Lundberg Stratton, J.,
dissenting.
{¶ 10} I respectfully dissent. I believe that there is insufficient evidence to support the board’s findings of fact and misconduct. Therefore, I would return this cause to the board for further proceedings.
{¶ 11} The board’s findings of fact in this case are based on the allegations in the complaint and the affidavits of the bar association’s investigator. Although the affidavits are sworn statements, they contain summary, conclusory assessments of misconduct based solely on conversations with the four grievants and are not based upon personal knowledge. Such affidavits are not sufficient evidence to sustain a motion for default judgment under Gov.Bar R. V(6)(F)(l)(b). Northwestern Ohio Bar Assn. v. Lauber, 104 Ohio St.3d 121, 2004-Ohio-6237, 818 N.E.2d 687.
{¶ 12} We addressed similar concerns in Lauber. The respondent in that case was the subject of a six-count complaint charging him with various violations of the Code of Professional Responsibility. He was served with but failed to respond to the complaint filed by the Northwestern Ohio Bar Association.
{¶ 13} The bar association sought a default judgment. The Board of Commissioners on Grievances and Discipline recommended that Lauber be indefinitely suspended from the practice of law for rule violations based upon six counts of misconduct. The board’s findings were based solely upon an investigator’s sworn statement. We rejected the summary, conclusory affidavit because it lacked “sufficient weight or probative force to constitute the ‘[s]worn or certified documentary prima facie evidence’ that Gov.Bar R. V(6)(F)(l)(b) requires to sustain a motion for default.” Lauber, 104 Ohio St.3d 121, 2004-Ohio-6237, 818 N.E.2d 687, ¶ 3 citing Ohio State Bar Assn. v. Reid (1999), 85 Ohio St.3d 327, 331, 708 N.E.2d 193. We remanded Lauber for further proceedings to “includ[e] the submission and consideration of evidence that directly establishes the charges of respondent’s misconduct.” Id. at ¶ 4.
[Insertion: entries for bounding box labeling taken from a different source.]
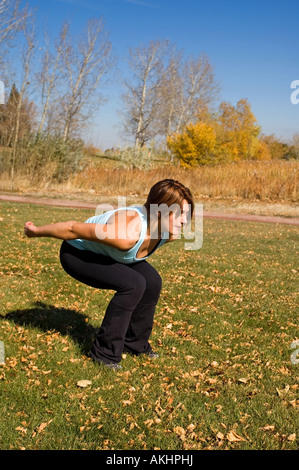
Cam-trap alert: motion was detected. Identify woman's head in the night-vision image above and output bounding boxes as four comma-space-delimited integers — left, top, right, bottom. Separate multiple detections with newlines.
144, 179, 194, 237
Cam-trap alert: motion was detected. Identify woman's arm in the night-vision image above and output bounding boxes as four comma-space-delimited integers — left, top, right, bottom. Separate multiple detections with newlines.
24, 221, 76, 240
24, 212, 138, 251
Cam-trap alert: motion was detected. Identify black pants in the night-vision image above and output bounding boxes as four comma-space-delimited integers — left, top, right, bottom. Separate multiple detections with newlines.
60, 242, 162, 363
Thomas M. Kollin, for relator.
{¶ 14} I see little distinction between Lauber and the present case. Both cases involved a defaulting respondent. In both cases, the relator’s evidence consisted entirely of an investigator’s affidavit or affidavits containing hearsay and conclusory statements. It is inconsistent for us to remand Lauber for further proceedings to develop the record, while summarily accepting the board’s findings in Parker that are based upon the same type of evidence. I believe that we should also remand Parker and require the board to support its findings by sworn or certified documentary evidence.
{¶ 15} I am also troubled by the majority’s rejection of the board’s findings of 17 other rule violations attributed to Parker though not cited by relator in its motion for default or substantiated with proof. It is inconsistent to agree to some charges of misconduct based upon an insufficient affidavit while rejecting other rule violations as unsubstantiated. I believe that it is confusing for the board and frustrating for the aggrieved complainants for these charges to be summarily dismissed for lack of proof. Clients who file grievances expect the disciplinary process to be properly followed and completed. In addition, these dismissed charges could become relevant in a future disciplinary action as part of a continuing pattern of misconduct or as justification to enhance a penalty.
{¶ 16} I do not agree with the sanction of an indefinite suspension under these circumstances. Therefore, as we did in Lauber, I would remand this cause for further proceedings.